Department of Chemistry, Northwestern University, 2145 Sheridan Road, Evanston, Illinois 60208, United States.
International Institute of Nanotechnology, Department of Chemistry, Northwestern University, Evanston, Illinois 60208, United States.
J Am Chem Soc. 2021 Jan 27;143(3):1503-1512. doi: 10.1021/jacs.0c11266. Epub 2021 Jan 12.

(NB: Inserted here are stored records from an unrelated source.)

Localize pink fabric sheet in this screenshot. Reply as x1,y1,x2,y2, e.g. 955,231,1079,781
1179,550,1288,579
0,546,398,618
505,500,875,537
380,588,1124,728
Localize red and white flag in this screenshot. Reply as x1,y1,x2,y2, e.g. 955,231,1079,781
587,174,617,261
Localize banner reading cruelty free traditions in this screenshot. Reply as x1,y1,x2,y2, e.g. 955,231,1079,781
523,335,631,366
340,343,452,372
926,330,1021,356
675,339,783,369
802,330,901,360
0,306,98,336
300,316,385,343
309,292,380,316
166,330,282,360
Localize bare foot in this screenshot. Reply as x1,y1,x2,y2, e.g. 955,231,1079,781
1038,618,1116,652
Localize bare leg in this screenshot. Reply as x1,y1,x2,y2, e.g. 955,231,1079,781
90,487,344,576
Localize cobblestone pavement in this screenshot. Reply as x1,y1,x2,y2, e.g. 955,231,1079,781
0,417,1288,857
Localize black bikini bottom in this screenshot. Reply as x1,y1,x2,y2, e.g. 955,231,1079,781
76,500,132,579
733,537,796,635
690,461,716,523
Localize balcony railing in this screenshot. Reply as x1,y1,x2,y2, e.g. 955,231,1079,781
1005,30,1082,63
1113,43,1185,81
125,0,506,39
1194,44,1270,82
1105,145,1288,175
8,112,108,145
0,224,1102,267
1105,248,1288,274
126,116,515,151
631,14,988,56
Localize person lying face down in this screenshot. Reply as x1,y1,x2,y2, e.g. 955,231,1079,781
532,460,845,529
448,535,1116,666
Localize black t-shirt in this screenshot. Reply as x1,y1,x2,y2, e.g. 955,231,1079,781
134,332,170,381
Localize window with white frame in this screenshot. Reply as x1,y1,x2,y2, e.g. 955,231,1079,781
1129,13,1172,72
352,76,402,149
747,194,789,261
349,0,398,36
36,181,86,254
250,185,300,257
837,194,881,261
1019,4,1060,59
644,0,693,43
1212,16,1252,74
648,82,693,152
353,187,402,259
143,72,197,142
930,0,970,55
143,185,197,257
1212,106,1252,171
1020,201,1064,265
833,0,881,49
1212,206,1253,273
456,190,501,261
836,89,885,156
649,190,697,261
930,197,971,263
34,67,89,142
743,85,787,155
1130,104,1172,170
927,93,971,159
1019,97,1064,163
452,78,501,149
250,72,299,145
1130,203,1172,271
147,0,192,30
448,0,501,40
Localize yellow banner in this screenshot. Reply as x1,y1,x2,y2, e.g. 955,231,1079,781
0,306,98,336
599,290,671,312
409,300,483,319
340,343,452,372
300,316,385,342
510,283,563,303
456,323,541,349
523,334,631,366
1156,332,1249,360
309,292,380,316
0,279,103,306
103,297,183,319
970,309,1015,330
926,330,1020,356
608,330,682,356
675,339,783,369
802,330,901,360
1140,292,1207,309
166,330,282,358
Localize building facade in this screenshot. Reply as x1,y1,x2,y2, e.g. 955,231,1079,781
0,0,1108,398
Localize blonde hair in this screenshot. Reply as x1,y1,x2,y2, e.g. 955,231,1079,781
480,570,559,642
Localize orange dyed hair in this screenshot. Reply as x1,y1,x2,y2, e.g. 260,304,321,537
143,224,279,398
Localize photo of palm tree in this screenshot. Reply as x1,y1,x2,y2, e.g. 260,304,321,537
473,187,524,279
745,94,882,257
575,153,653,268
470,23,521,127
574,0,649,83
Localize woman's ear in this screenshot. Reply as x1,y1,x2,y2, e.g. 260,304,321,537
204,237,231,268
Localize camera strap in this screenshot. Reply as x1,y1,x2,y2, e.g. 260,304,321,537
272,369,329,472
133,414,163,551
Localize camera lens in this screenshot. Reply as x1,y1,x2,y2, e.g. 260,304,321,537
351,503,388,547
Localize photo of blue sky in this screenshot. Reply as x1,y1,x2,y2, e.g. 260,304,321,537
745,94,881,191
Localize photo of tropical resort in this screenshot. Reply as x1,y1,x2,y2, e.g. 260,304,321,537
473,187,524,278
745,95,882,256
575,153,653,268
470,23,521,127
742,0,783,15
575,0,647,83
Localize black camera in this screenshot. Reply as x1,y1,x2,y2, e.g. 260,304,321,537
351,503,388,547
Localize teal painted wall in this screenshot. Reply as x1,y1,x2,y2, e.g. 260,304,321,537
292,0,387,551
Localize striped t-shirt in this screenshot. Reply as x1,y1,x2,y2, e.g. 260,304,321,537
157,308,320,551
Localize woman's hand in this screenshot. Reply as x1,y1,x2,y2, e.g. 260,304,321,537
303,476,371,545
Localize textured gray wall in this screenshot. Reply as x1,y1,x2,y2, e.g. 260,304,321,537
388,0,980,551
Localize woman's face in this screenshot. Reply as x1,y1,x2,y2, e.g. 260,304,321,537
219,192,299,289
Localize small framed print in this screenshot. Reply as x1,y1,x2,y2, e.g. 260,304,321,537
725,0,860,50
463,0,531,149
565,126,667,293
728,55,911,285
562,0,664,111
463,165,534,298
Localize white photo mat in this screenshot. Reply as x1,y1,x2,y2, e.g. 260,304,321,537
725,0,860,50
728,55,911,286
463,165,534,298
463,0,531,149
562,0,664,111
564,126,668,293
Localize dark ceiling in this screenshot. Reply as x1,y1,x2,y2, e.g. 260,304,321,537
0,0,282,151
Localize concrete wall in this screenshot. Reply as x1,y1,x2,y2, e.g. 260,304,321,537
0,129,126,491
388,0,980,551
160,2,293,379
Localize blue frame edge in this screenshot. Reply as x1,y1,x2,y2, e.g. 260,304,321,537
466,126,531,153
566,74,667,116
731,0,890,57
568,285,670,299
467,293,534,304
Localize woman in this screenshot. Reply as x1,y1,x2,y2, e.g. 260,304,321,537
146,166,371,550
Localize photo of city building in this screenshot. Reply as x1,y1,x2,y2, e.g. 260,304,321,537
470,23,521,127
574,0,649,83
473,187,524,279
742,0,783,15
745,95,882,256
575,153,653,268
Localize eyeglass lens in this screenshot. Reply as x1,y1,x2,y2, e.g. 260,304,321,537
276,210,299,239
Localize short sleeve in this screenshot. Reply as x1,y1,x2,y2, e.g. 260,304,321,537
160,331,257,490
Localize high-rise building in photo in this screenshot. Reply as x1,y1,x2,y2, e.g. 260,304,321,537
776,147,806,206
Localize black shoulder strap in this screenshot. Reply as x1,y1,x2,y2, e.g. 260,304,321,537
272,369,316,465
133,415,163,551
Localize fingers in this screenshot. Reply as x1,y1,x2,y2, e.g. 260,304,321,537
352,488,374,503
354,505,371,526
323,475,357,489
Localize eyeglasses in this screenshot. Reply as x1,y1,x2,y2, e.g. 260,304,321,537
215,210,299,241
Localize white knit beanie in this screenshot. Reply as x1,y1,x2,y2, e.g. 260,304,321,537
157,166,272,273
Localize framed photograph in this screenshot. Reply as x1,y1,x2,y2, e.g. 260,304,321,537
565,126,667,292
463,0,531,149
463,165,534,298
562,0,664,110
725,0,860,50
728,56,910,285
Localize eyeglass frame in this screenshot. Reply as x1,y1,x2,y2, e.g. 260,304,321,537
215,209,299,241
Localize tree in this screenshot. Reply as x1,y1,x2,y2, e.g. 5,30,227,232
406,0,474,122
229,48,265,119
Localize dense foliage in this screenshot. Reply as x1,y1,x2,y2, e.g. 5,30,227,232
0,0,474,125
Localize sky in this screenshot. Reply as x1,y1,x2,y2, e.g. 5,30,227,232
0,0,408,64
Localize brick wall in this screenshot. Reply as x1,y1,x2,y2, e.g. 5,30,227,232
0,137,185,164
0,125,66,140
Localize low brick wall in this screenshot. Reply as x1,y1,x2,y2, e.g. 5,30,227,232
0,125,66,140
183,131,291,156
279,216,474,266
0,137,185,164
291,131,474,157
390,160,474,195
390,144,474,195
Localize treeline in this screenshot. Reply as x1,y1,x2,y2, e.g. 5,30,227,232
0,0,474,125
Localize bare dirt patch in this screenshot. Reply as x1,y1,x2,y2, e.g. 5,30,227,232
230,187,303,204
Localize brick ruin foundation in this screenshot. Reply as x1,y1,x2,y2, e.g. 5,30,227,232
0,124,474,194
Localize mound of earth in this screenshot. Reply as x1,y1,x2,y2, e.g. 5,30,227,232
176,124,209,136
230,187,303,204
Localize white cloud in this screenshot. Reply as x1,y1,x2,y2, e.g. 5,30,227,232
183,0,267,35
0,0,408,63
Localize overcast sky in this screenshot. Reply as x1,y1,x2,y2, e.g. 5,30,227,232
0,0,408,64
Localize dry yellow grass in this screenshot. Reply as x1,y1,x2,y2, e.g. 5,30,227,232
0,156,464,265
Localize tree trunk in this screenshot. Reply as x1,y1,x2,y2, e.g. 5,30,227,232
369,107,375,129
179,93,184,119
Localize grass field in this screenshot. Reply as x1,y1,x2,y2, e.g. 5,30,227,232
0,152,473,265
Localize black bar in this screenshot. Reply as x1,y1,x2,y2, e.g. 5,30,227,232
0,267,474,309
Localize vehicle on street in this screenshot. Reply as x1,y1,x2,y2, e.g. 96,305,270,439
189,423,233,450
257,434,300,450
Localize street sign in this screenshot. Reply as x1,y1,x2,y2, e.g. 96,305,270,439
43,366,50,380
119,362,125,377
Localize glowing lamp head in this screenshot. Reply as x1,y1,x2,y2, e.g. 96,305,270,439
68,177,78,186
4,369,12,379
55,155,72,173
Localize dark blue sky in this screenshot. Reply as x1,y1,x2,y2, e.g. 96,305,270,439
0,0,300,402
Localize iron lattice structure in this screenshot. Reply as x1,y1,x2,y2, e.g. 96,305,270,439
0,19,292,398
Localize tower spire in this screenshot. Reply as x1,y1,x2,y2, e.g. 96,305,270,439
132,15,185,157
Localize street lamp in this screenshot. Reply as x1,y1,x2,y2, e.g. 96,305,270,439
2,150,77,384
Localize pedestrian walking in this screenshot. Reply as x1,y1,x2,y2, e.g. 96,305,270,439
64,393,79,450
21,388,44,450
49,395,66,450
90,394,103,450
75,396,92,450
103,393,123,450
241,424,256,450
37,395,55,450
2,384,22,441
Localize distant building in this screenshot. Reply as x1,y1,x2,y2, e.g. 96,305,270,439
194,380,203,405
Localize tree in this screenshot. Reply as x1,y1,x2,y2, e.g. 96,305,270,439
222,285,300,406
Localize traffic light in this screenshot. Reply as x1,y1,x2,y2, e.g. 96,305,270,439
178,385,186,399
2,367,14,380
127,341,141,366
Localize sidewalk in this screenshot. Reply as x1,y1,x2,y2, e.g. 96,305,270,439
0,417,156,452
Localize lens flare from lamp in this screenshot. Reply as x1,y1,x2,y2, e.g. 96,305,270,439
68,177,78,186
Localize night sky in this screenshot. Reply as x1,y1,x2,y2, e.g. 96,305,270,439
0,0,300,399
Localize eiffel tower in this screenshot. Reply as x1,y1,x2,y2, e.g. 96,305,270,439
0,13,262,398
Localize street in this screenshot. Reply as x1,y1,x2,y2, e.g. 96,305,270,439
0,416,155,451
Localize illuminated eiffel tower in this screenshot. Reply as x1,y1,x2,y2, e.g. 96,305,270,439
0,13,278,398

Interpenetration of two or more sublattices is common among many metal-organic frameworks (MOFs). Herein, we study the evolution of one zirconium cluster-based, 3,8-connected MOF from its non-interpenetrated (NU-1200) to interpenetrated (STA-26) isomer. We observe this transient catenation process indirectly using ensemble methods, such as nitrogen porosimetry and X-ray diffraction, and directly, using high-resolution transmission electron microscopy. The approach detailed here will serve as a template for other researchers to monitor the interpenetration of their MOF samples at the bulk and single-particle limits. We investigate the mechanical stability of both lattices experimentally by pressurized X-ray diffraction and nanoindentation as well as computationally with density functional theory calculations. Both lines of study reveal that STA-26 is considerably more mechanically stable than NU-1200. We conclude this study by demonstrating the potential of these MOFs and their mixed phases for the capture of gaseous -hexane, used as a structural mimic for the chemical warfare agent sulfur mustard gas.
在许多金属有机骨架(MOFs)中,两个或多个亚晶格的互穿是很常见的。在这里,我们研究了一种基于锆簇的、3,8-连接的 MOF 从非互穿(NU-1200)到互穿(STA-26)异构体的演变。我们使用氮吸附法和 X 射线衍射等整体方法以及高分辨率透射电子显微镜直接观察到这种瞬态交联过程。这里详述的方法将为其他研究人员提供模板,以在整体和单颗粒极限监测他们的 MOF 样品的互穿。我们通过加压 X 射线衍射和纳米压痕实验以及密度泛函理论计算来研究这两种晶格的机械稳定性。这两个研究方向都表明,STA-26 比 NU-1200 具有显著更高的机械稳定性。我们通过展示这些 MOFs 及其混合相捕获气态正己烷的潜力来结束本研究,正己烷被用作化学战剂芥子气的结构模拟物。